Your furniture. As well as LeBonCoin, you can post ads on sites like Mymobilier.
Your books, CDs, and DVDs, on sites like Momox.
All kinds of miscellaneous items like toys, cooking and gardening accessories, IT equipment, etc.
Selling online isn’t the only way to offload your possessions for cash. You can also try some in-person options that might be more accessible, like a yard sale or flea market.
Find out more about selling used items.
💡To find out whether you can make a profit selling your old items, don’t forget to take seller fees into account. This shipping costs if you’re mailing your items, registration fees for a place at a yard sale (expect to pay €10 to €30).
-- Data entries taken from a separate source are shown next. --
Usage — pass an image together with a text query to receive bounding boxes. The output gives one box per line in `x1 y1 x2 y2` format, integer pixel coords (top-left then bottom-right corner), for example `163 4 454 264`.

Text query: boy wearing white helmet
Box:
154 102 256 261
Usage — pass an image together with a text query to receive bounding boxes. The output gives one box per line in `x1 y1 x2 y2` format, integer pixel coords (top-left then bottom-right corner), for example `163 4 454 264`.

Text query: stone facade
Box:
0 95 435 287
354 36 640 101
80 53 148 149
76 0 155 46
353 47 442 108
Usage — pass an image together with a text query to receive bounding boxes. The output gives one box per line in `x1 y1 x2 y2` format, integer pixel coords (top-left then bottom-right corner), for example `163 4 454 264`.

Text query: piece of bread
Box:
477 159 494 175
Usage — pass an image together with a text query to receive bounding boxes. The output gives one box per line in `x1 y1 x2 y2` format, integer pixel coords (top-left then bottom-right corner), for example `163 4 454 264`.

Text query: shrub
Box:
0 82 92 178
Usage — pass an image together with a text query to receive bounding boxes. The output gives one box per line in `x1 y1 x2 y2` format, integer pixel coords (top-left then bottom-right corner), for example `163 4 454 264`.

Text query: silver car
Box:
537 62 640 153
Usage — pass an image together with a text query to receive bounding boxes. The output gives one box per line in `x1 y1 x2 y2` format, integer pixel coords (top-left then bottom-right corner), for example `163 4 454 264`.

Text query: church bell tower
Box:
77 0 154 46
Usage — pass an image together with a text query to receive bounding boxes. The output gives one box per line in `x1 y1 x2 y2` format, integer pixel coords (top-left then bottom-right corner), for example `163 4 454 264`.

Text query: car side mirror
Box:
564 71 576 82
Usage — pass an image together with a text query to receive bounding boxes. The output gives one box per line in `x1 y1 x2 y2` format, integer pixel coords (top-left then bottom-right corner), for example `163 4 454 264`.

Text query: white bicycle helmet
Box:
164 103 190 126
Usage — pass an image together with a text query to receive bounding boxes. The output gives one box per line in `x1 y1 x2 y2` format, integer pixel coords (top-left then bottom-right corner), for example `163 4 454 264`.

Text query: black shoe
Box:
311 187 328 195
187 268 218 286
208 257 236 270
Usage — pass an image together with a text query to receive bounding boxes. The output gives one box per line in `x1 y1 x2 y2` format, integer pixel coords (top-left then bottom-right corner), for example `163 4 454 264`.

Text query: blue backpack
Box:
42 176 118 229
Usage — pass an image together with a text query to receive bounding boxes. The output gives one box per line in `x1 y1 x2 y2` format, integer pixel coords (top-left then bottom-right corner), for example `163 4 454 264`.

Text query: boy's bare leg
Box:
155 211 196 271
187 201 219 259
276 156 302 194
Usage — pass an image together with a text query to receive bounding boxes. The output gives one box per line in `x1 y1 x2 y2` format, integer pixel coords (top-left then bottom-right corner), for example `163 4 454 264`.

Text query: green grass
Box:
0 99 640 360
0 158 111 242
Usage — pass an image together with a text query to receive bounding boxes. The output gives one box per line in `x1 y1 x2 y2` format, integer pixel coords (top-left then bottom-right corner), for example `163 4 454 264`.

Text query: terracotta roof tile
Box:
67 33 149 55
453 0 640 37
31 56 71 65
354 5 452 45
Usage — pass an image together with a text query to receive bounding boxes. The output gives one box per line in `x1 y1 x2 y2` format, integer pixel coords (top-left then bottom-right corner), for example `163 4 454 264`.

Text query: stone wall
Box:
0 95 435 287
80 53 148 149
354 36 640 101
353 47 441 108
In addition, some sites like eBay and Vide-Dressing charge commission, and fees apply for PayPal payments.
Additional income—the legal side
Depending on the type of additional income and profits earned, you’ll need to declare your extra income to the tax authorities and possibly pay taxes on it, filling out form 2042-C.
When it comes to the side jobs mentioned in the first paragraph (tutoring, DIY, pet sitting, etc.), as well as renting out goods or your accommodation, you’ll definitely need to declare your income from these activities. If your total income is less than €72,600, you can choose the “micro-BIC” scheme, which is the simplest and best suited to additional income. You’ll have to pay tax on this supplemental income if it exceeds €305. You’ll be taxed on the income tax rate of 50% to 66% of the money earned.
By contrast, selling second-hand items isn’t subject to tax if the amount doesn’t exceed €5,000 per year, with the exception of selling cars or household appliances.